Beberapa jenis pakaian yang sangat disarankan antara lain adalah pakaian lengan panjang dan celana panjang. Bahan seperti katun tebal, denim, atau bahan sintetis yang rapat dapat memberikan perlindungan yang lebih baik dibandingkan bahan yang tipis dan berpori. Menggunakan pakaian berlapis juga dapat meningkatkan efektivitas perlindungan, terutama jika lapisan terluar mudah dibersihkan atau dilepas setelah digunakan.
Selain pakaian pelindung tubuh, penggunaan alat pelindung diri (APD) lain juga sangat ditekankan. Masker khusus, seperti masker N95 atau yang setara, direkomendasikan untuk melindungi saluran pernapasan dari partikel abu yang sangat halus. Kacamata pelindung (goggles) juga penting untuk mencegah iritasi mata yang parah akibat abu vulkanik. Sarung tangan dan penutup kepala juga melengkapi perlindungan diri.
Penting juga untuk memperhatikan cara membersihkan pakaian setelah terpapar abu vulkanik. Sebaiknya, pakaian dilepas di luar ruangan atau di area yang terpisah sebelum memasuki rumah untuk menghindari penyebaran abu ke dalam ruangan. Abu yang menempel dapat disikat terlebih dahulu sebelum dicuci.
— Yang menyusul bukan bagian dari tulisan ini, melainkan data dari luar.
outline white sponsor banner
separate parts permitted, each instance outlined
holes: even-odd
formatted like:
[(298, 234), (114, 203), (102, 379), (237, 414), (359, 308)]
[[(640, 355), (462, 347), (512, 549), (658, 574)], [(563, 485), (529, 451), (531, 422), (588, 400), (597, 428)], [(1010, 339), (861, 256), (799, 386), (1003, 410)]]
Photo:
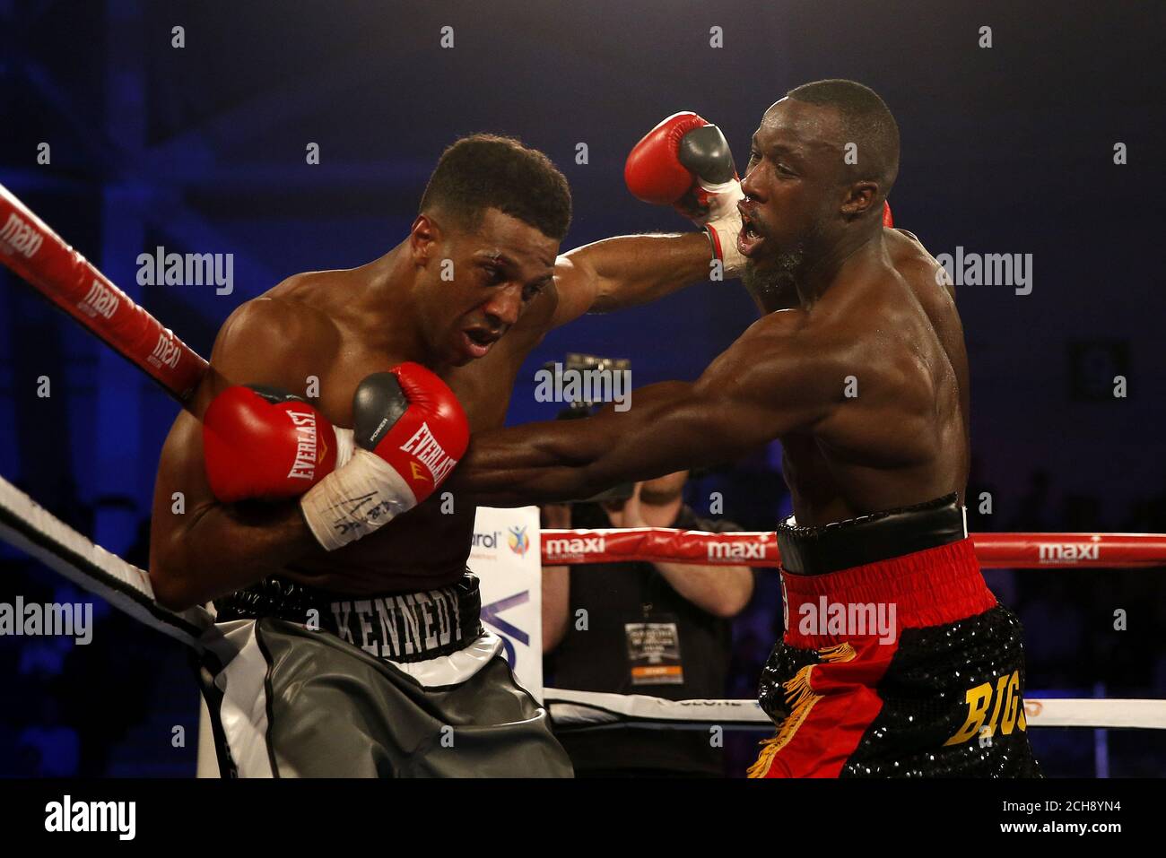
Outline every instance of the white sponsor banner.
[(482, 582), (482, 624), (503, 639), (518, 681), (542, 699), (542, 551), (539, 508), (478, 507), (470, 571)]

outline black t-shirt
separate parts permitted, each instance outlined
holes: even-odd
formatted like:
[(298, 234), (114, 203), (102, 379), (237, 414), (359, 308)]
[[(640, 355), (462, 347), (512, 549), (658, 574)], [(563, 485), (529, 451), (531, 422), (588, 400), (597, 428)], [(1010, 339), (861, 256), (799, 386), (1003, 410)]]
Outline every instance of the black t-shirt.
[[(573, 527), (611, 527), (595, 505), (573, 508)], [(730, 521), (698, 519), (683, 506), (673, 527), (723, 533)], [(586, 630), (578, 611), (586, 611)], [(651, 563), (571, 567), (567, 633), (543, 661), (546, 684), (667, 699), (722, 698), (731, 624), (677, 593)], [(722, 774), (722, 748), (705, 729), (620, 727), (561, 731), (577, 772), (659, 769)]]

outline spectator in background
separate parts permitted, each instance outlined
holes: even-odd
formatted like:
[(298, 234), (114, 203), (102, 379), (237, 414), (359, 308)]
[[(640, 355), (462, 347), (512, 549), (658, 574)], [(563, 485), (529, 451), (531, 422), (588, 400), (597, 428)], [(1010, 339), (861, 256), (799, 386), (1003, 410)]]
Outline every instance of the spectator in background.
[[(726, 532), (683, 502), (687, 471), (616, 490), (598, 504), (543, 507), (543, 526), (676, 527)], [(604, 495), (600, 495), (604, 497)], [(542, 647), (548, 684), (668, 699), (721, 698), (730, 618), (753, 593), (749, 567), (602, 563), (545, 567)], [(724, 775), (707, 730), (560, 730), (576, 776)]]

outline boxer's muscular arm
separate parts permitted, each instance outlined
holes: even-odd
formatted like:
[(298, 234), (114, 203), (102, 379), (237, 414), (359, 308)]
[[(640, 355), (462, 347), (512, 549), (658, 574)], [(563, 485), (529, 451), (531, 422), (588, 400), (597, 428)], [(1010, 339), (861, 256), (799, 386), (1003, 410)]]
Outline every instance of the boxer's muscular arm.
[[(335, 349), (335, 330), (302, 305), (260, 298), (224, 323), (211, 371), (192, 412), (182, 412), (162, 446), (150, 521), (150, 582), (167, 607), (181, 610), (259, 581), (292, 560), (322, 551), (294, 500), (220, 504), (203, 462), (199, 420), (231, 385), (271, 385), (302, 394)], [(309, 359), (307, 356), (311, 356)], [(176, 513), (175, 493), (182, 495)]]
[(758, 319), (695, 382), (633, 391), (626, 412), (480, 432), (449, 487), (494, 506), (585, 498), (809, 429), (843, 402), (855, 363), (803, 319), (796, 310)]
[(576, 247), (555, 260), (559, 303), (550, 326), (585, 312), (646, 304), (705, 281), (710, 259), (702, 232), (619, 235)]

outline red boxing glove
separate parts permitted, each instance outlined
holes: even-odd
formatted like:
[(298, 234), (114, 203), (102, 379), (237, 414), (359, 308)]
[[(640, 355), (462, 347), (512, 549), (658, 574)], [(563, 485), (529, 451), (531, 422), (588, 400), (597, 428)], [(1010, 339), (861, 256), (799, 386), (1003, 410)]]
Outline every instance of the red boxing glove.
[(370, 375), (352, 399), (352, 459), (300, 499), (332, 551), (387, 525), (440, 486), (470, 443), (454, 392), (420, 364)]
[(332, 424), (300, 396), (229, 387), (203, 416), (206, 479), (224, 504), (297, 498), (336, 466)]
[(721, 129), (695, 113), (674, 113), (649, 131), (624, 164), (627, 190), (639, 199), (672, 205), (703, 226), (725, 273), (745, 265), (737, 251), (744, 197), (732, 152)]

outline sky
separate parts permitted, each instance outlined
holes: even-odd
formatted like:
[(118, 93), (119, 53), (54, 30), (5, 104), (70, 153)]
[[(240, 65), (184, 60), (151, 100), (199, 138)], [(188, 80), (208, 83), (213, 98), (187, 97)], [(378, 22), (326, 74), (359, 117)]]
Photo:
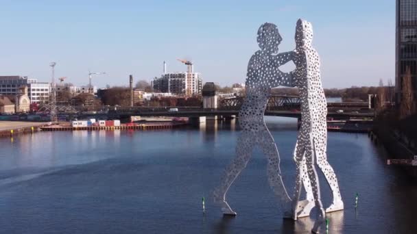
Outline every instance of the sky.
[[(296, 23), (311, 22), (324, 88), (394, 81), (394, 0), (0, 0), (0, 75), (75, 85), (128, 86), (191, 60), (203, 82), (244, 83), (257, 31), (275, 23), (280, 52), (295, 48)], [(294, 64), (281, 67), (294, 69)]]

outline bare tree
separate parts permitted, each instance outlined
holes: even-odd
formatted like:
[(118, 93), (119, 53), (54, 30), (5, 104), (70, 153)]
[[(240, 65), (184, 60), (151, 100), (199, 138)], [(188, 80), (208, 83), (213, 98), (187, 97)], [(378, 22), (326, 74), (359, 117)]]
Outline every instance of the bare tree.
[(392, 84), (392, 80), (391, 79), (388, 79), (388, 85), (387, 98), (388, 101), (392, 103), (394, 101), (394, 85)]
[(403, 77), (401, 103), (400, 103), (400, 118), (404, 118), (414, 113), (414, 101), (412, 86), (412, 73), (407, 68), (405, 75)]
[(375, 103), (375, 109), (377, 112), (383, 110), (385, 106), (384, 103), (386, 99), (386, 89), (385, 87), (379, 87), (377, 91), (377, 103)]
Proses pencucian sebaiknya dilakukan secara terpisah dari pakaian lain dan menggunakan deterjen yang cukup.
Dalam situasi darurat pasca-letusan gunung berapi, seperti erupsi Gunung Semeru pada Desember 2022 lalu, masyarakat yang berada di zona terdampak seringkali diimbau oleh pemerintah daerah dan BNPB untuk membatasi aktivitas di luar ruangan dan menggunakan APD yang memadai jika terpaksa harus keluar rumah untuk membersihkan lingkungan atau melakukan evakuasi.
Pemerintah melalui kementerian terkait, seperti Kementerian Kesehatan, juga kerap mengeluarkan imbauan publik mengenai langkah-langkah pencegahan dan penanganan dampak abu vulkanik. Informasi ini biasanya disebarluaskan melalui media sosial resmi lembaga, situs web, serta siaran pers kepada media massa.
Dengan memahami jenis pakaian yang tepat dan langkah-langkah perlindungan diri lainnya, masyarakat dapat meminimalkan risiko kesehatan dan keselamatan saat berhadapan dengan abu vulkanik. Pemantauan terus-menerus terhadap informasi resmi dari lembaga terkait tetap menjadi kunci utama dalam menghadapi situasi kebencanaan.